Auf dem Rauchtisch stand ein Tablett, darauf lagen mehrere Briefe, die heutige Abendpost. Alle Briefe wurden unten im Geschäft abgegeben, und Emil Krettke sonderte davon die privaten ab und legte sie auf das Tablett. Auch Briefe an Günter gelangten auf diese Weise zuerst in Albins Hände.
Nun waren Albin in letzter Zeit mehrmals an Günter gerichtete Briefe aufgefallen, weil die Umschläge aus grellem Grün, von länglichem, sehr grossem Format waren. Ein breiter Silberstreifen betonte ausserdem sehr nachdrücklich die Linie, wo sich der Umschlag schloss. Albin fand diese Briefe auffallend und unfein, und wenn er sie auch bis jetzt stets gleichgültig in Günters Zimmer gelegt, quälte ihn heute, angesichts eines neuen solchen Briefes, die Frage, wer die Absenderin sein mochte.
Diese Briefe konnten nur von einer Frau stammen. Einem Mann fiele sicher nicht ein, derartiges Papier zu benützen. Übrigens handelte es sich um eine unverkennbar weibliche Handschrift ohne besondere Eigenart.
Ob es Liebesbriefe waren, für die man die Farbe der Hoffnung etwas zu knallig grün gewählt hatte?
Aber Günter hatte Karola im Arm gehalten und sie geküsst, und wer eine Karola Michael küssen darf, macht ihr zuliebe — falls er noch irgendwie im Netz einer älteren Liebesgeschichte festhängt — bestimmt damit Schluss.

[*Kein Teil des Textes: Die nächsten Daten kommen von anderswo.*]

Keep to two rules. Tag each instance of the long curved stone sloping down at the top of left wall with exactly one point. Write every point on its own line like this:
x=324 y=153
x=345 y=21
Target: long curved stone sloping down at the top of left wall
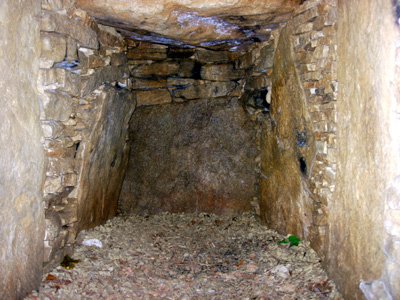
x=54 y=22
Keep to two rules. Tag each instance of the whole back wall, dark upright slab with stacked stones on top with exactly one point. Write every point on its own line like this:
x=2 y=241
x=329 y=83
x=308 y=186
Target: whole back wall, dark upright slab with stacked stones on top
x=193 y=144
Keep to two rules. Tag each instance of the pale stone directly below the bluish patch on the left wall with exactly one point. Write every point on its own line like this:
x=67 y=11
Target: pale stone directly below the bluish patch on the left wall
x=61 y=79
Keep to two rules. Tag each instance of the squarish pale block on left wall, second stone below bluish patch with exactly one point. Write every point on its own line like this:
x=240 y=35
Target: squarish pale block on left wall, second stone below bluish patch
x=55 y=105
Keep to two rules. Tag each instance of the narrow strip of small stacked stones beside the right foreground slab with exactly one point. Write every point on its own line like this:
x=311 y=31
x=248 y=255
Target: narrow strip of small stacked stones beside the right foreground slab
x=314 y=37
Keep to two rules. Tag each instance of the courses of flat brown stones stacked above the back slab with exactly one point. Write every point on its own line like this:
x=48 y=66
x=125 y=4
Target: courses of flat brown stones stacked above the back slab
x=163 y=74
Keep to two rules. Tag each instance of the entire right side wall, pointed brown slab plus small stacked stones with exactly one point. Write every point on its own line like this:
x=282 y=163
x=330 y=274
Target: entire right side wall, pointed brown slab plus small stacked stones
x=304 y=91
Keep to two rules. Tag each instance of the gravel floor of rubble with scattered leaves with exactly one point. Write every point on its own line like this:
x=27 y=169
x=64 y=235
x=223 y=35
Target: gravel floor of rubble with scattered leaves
x=188 y=256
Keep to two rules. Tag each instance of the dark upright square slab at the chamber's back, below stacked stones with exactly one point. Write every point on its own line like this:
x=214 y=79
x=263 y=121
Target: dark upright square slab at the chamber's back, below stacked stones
x=193 y=156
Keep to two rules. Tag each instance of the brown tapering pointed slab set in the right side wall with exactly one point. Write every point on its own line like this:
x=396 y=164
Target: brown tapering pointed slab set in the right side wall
x=288 y=148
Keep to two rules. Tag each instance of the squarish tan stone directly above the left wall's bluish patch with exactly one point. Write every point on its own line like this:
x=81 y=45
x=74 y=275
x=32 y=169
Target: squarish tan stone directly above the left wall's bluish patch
x=53 y=46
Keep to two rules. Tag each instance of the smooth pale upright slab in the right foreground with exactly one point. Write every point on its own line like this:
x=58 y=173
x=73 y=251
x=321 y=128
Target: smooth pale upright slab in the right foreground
x=366 y=158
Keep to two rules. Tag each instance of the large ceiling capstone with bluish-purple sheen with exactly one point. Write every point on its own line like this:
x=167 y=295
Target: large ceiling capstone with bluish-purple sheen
x=216 y=24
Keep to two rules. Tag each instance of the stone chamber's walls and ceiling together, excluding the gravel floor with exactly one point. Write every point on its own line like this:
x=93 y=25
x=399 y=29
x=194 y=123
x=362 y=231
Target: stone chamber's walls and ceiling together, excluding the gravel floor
x=288 y=109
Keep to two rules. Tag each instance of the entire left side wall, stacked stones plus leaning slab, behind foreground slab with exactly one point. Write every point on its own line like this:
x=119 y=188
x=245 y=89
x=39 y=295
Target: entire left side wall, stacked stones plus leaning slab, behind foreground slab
x=85 y=108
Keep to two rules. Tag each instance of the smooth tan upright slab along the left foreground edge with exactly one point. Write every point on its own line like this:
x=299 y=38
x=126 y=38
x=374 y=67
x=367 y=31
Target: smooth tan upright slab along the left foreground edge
x=22 y=159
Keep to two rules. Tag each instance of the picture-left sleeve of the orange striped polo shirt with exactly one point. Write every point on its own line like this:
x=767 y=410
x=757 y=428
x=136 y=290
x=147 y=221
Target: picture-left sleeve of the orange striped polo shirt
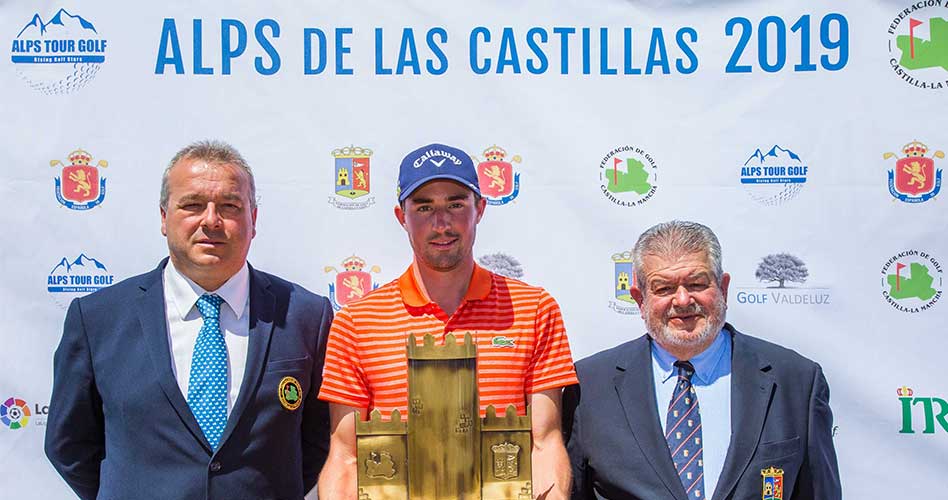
x=344 y=380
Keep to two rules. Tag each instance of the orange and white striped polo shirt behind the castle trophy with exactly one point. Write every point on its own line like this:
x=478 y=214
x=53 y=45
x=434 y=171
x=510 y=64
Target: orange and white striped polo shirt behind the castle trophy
x=521 y=342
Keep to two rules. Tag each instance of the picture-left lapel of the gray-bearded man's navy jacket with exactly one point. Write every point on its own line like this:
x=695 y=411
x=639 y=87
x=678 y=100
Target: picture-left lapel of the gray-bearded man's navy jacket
x=635 y=386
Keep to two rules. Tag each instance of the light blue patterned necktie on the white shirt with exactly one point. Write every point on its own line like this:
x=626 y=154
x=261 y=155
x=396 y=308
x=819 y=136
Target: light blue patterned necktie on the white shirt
x=207 y=384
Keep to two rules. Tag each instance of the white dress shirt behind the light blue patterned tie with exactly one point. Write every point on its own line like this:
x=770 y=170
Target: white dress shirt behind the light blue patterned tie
x=185 y=321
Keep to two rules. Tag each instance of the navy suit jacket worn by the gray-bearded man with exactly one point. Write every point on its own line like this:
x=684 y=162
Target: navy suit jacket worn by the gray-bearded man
x=780 y=417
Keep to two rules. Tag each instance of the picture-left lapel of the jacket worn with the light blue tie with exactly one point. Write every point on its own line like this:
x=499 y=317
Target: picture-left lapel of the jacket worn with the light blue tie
x=151 y=315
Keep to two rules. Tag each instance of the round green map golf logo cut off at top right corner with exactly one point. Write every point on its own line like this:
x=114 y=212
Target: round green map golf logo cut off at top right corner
x=918 y=44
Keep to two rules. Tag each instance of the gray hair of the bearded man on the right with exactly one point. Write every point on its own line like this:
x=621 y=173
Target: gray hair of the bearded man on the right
x=676 y=238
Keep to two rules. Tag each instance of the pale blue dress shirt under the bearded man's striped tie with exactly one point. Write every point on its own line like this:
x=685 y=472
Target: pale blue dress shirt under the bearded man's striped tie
x=712 y=383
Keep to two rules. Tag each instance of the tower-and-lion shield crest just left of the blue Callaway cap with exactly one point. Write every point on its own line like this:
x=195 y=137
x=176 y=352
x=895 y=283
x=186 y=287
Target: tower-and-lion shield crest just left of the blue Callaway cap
x=351 y=176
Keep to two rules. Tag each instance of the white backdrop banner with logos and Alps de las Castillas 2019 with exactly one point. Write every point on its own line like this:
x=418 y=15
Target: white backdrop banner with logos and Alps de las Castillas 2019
x=809 y=136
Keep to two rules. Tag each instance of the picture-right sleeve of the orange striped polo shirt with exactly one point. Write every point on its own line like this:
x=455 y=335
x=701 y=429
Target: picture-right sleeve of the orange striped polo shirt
x=552 y=364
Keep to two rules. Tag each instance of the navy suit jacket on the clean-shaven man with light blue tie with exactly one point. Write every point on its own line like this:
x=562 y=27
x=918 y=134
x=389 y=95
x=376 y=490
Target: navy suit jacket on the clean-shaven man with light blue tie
x=119 y=427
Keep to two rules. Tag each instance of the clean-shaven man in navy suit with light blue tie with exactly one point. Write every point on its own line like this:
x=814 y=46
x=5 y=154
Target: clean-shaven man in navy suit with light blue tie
x=197 y=380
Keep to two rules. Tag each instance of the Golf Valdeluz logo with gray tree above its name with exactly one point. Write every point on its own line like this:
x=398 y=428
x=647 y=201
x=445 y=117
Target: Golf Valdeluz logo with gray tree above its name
x=780 y=270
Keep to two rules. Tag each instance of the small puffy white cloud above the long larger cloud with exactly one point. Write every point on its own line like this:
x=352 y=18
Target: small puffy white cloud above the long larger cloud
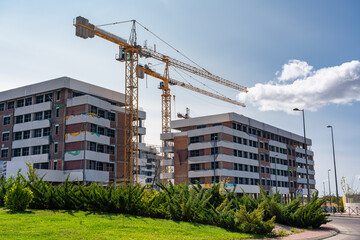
x=294 y=69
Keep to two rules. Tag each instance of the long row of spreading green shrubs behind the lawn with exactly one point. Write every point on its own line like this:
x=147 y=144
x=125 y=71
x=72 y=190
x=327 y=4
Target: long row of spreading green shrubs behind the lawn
x=193 y=204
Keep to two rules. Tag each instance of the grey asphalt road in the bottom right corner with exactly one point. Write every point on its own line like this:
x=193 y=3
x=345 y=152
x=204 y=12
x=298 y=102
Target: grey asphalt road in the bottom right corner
x=349 y=228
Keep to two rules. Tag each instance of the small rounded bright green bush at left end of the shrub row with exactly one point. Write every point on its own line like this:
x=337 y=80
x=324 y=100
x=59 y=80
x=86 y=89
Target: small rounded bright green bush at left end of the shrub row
x=18 y=197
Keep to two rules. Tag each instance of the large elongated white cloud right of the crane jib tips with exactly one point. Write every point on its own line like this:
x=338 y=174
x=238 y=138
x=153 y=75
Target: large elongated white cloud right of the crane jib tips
x=311 y=90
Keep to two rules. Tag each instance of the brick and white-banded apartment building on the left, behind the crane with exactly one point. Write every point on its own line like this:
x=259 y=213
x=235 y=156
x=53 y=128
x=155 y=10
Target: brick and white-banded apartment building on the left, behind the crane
x=67 y=127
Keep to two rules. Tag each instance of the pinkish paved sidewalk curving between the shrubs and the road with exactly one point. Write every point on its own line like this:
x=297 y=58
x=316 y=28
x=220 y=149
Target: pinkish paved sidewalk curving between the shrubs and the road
x=325 y=231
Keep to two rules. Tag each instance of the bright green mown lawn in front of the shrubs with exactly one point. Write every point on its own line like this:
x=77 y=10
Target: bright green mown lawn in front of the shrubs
x=46 y=224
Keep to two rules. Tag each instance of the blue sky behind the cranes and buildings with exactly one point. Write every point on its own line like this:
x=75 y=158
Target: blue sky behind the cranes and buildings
x=247 y=42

Die Versuchung trat dicht an Albin Albus heran und flüsterte ihm zu: Es sind letzthin schon so häufig Briefe von dieser Farbe mit dem Silberstreifen und der dünnen Schrift gekommen, was liegt also an einem grünen Brief mehr oder weniger? Öffne diesen letzten Brief, und Du bist im Bilde, weisst Bescheid!